Neither the EU nor the United States recognize Lukashenka’s legitimacy since the 2020 election seen by the opposition and many Western nations as having been “rigged, and the subsequent brutal crackdown he launched against any and all dissent.

Interpol did not respond to multiple RFE/RL requests via official channels for comment on its practices, Hnyot’s case, and the reliability of accusations from a repressive regime like Belarus, which has been accused of hijacking an international flight to capture a dissident and “weaponizing” third-country migrants against its EU neighbors.

It has previously responded to criticism of its use of “red notices” and other international alerts to track down fugitives from dubious charges by bad-faith regimes as their numbers have skyrocketed by highlighting its collaborative, membership structure. Its Lyon-based leadership has previously acknowledged that it’s not a “perfect system.”

Interpol told RFE/RL in February that “all requests sent by the National Central Bureau in Minsk are carefully reviewed to ensure compliance with Interpol rules and procedures.”

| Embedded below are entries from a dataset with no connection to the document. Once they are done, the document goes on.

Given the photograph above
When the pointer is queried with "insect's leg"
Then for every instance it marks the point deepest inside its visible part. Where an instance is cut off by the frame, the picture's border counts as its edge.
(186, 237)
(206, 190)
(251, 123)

But it has produced no public findings from an investigation it was said to have launched into Hnyot’s arrest and possible extradition from Serbia.

“It looks like nobody is listening to me,” Hnyot told RFE/RL after the Serbian High Court’s June 13 decision in favor of extradition, which he called “empty and formal.”

He said the court dismissed his defense arguments as “opinion” and was overly deferential to an extradition agreement concluded between Serbia and Belarus in 2019.

Hnyot showing letters of support he received during his seven-month detention in Belgrade’s Main Prison.

But free-speech and free-press groups including the International Press Institute, the European Federation of Journalists, and the banned Belarusian Association of Journalists have all raised their voices to call for Hnyot’s release.

The Committee to Protect Journalists (CPJ) reiterated its concern over the case with a fresh appeal on June 18, saying Serbia’s courts “must not indulge a request from Belarusian authorities and should overturn” the Belgrade High Court’s decision.

CPJ Program Director Carlos Martinez de la Serna called the Belarusian request “absurd and unfounded” and demanded Belarusian authorities “stop their attempts to instrumentalize Interpol to transnationally repress dissenting voices.”

Serbian authorities are allowed to detain individuals for up to one year in extradition cases.

As Hnyot and his defense team organize his appeal, he remains confined to the rented apartment that he found with the help of his lawyers. His only escape is the allowed hour’s walk to shop for food and other essentials that he said people normally take for granted.

He uses his smartphone and laptop to communicate with his family, human rights groups, ambassadors, activists, and journalists.

On the day of the RFE/RL correspondent’s visit, June 14, Hnyot said he spoke for the first time with exiled Belarusian opposition leader Svyatlana Tsikhanouskaya, to whom he had written from jail.

Tsikhanouskaya is herself the target of a Belarusian warrant that Moscow says extends to Russia by virtue of bilateral agreements with Minsk, and he said she responded “by personally advocating for his case.”

Hnyot said they spoke not about politics or his case but rather “talked as friends.” “That gave me a lot of energy,” he said.

Hnyot was ordered to wear an electronic ankle bracelet under the terms of his indefinite house arrest.

Hnyot was ordered to wear an electronic ankle bracelet under the terms of his indefinite house arrest.

House arrest is a step up from prison, he said, even if he still has no family members in Belgrade to come visit him.

“Everything can be good and everything can look good and normal after prison,” he told RFE/RL. “When you’ve been in hell, everything that comes after it is better than hell.”